Decided on July 10, 2015 SUPREME COURT OF THE STATE OF NEW YORK Appellate Division, Fourth Judicial Department
PRESENT: CENTRA, J.P., PERADOTTO, LINDLEY, AND DEJOSEPH, JJ.
736 CA 14-02183

[*1]KELSEY D. COVELL, PLAINTIFF-APPELLANT,

v

SAMANTHA M. SLOCUM, DEFENDANT-RESPONDENT.



CELLINO & BARNES, P.C., BUFFALO (ELLEN B. STURM OF COUNSEL), FOR PLAINTIFF-APPELLANT.

LAW OFFICE OF DANIEL R. ARCHILLA, BUFFALO (JOAN M. RICHTER OF COUNSEL), FOR DEFENDANT-RESPONDENT.



Appeal from an order and judgment (one paper) of the Supreme Court, Niagara County (Frank Caruso, J.), entered March 11, 2014. The order and judgment granted the motion of defendant for summary judgment dismissing the complaint.

It is hereby ORDERED that the order and judgment so appealed from is unanimously reversed on the law without costs, the motion is denied, and the complaint is reinstated.

Memorandum: Plaintiff commenced this action to recover damages for injuries she allegedly sustained when she was struck by a vehicle operated by defendant on the street in front of plaintiff's house.

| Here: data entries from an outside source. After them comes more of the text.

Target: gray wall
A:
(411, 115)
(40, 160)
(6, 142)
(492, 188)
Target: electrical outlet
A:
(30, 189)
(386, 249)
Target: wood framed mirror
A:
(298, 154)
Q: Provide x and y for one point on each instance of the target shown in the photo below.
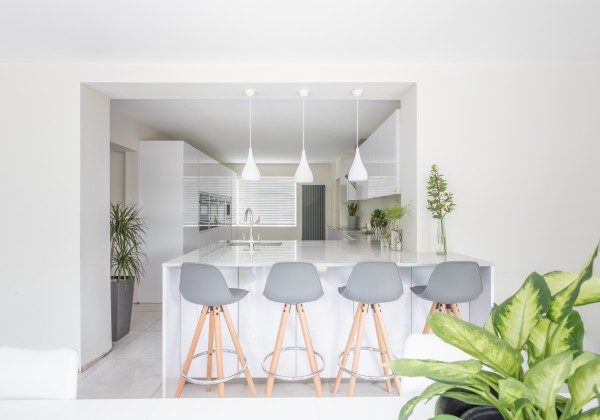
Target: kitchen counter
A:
(256, 319)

Supreme Court erred in granting defendant's motion for summary judgment dismissing the complaint.

Even assuming, arguendo, that defendant met her initial burden on the motion, we conclude that plaintiff's opposing papers demonstrated the existence of a triable issue of fact requiring denial of defendant's motion. Specifically, plaintiff submitted the affidavit of a witness who averred that, immediately after the accident, defendant essentially stated that she had not seen plaintiff prior to the collision. We reject defendant's contention that we should decline to consider that witness's affidavit because plaintiff failed to disclose the witness's identity and/or defendant's alleged statements in responding to defendant's discovery demands. Although defendant's "admissions" should have been disclosed during discovery, "there is no indication that the failure to do so was willful or contumacious" and, therefore, the affidavit "may properly be considered in opposition to defendant['s] motion" (Schaaf v Pork Chop, Inc., 24 AD3d 1277, 1278). Nevertheless, in light of plaintiff's failure to disclose, we further conclude that, upon appropriate motion from defendant, the court should afford defendant additional rights of discovery pursuant to 22 NYCRR 202.21 (d) (see generally Gendusa v Yu Lin Chen, 71 AD3d 1085, 1086; Schaaf, 24 AD3d at 1278).